Management of Recurrence / Progression:

Even with aggressive multi-modal treatment, most gliomas will recur or progress. Time to recurrence is significantly shorter for HGG compared to LGG and there is great variability in the management of recurrence.

Management of Recurrence for LGG:

Recurrence in LGG may be treated with repeat resection, radiation or re-irradiation depending on initial treatment and recurrence pattern. A study analyzing tumor recurrence pattern after surgical resection of LGG found that recurrence patterns differ based on molecular subtype of LGG with initial extent of resection < 90% however with extent of resection ≥ 90% no differences in recurrence characteristics were found between 3 molecularly defined groups of LGG. In addition, the study showed that early onset of recurrence, fast radiological progression, and non-local site of relapse has significant negative impact on OS and is often associated with malignant transformation43. Thus, surgical intervention in the setting of recurrence provides another opportunity to analyze the tissue for malignant transformation. However, a systematic review of recent literature on benefic of re-resection of LGG found insufficient evidence to make any specific recommendations. Rather, they recommended that individuals with recurrent LGGs be enrolled in a properly designed clinical trial to assess the role of surgery at recurrence44.

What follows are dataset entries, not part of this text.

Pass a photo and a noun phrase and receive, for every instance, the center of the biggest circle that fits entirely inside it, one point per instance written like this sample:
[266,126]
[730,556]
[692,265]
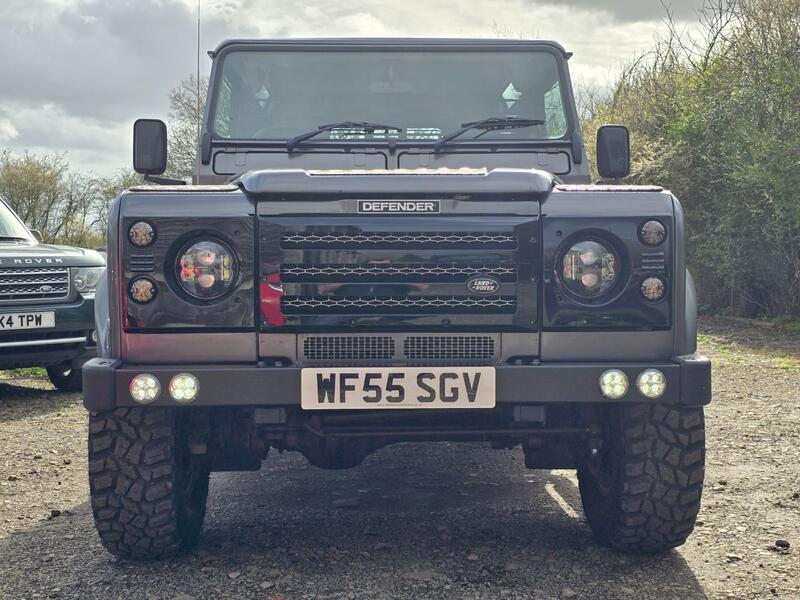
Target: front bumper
[106,383]
[68,340]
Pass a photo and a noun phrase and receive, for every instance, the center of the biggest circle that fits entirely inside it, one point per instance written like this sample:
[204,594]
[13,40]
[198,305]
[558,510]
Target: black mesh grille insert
[414,240]
[435,272]
[34,283]
[477,347]
[348,348]
[398,305]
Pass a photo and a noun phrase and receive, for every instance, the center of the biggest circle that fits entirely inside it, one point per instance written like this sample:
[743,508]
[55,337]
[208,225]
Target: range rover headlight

Management of Recurrence for HGG:

For highly aggressive HGG local recurrence is an inevitable event with most patients experiencing recurrence after 6–9 months of initial treatment22. GBM recurrence often accompanies new neurological symptoms/deficits and in many cases, the new deficits are due to tumor infiltration into critical eloquent structure making the recurrence less conducive to further surgical or radiotherapy intervention. Even in the most optimistic studies, the rate of re-resection for GBM is less than 40%45. Although re-resection is of uncertain clinical benefit for a focal, local recurrence in patients with good performance status, repeat resection may be a reasonable option46.

As an alternative to surgery, laser interstitial thermal therapy (LITT) is an emerging technology that allows for laser ablation of tumors that could otherwise not be removed either due to deep location or involvement of an eloquent area. The laser fiber is passed to the tumor using stereotactic navigation. The laser is then used to heat the tissue surrounding the tip to a temperature causing cytolysis. One single institution study of using LITT for 8 newly diagnosed GBM and 13 recurrent GBM showed that in the setting of recurrent disease 5 patients showed response to LITT with radiographical shrinkage of the tumor which was not seen in any of the newly diagnosed patients. The study concluded that in carefully selected patients with recurrent GBM, LITT may be an effective alternative to surgery as a salvage treatment, however its role in the treatment of newly diagnosed, unresectable GBMs is not yet established47.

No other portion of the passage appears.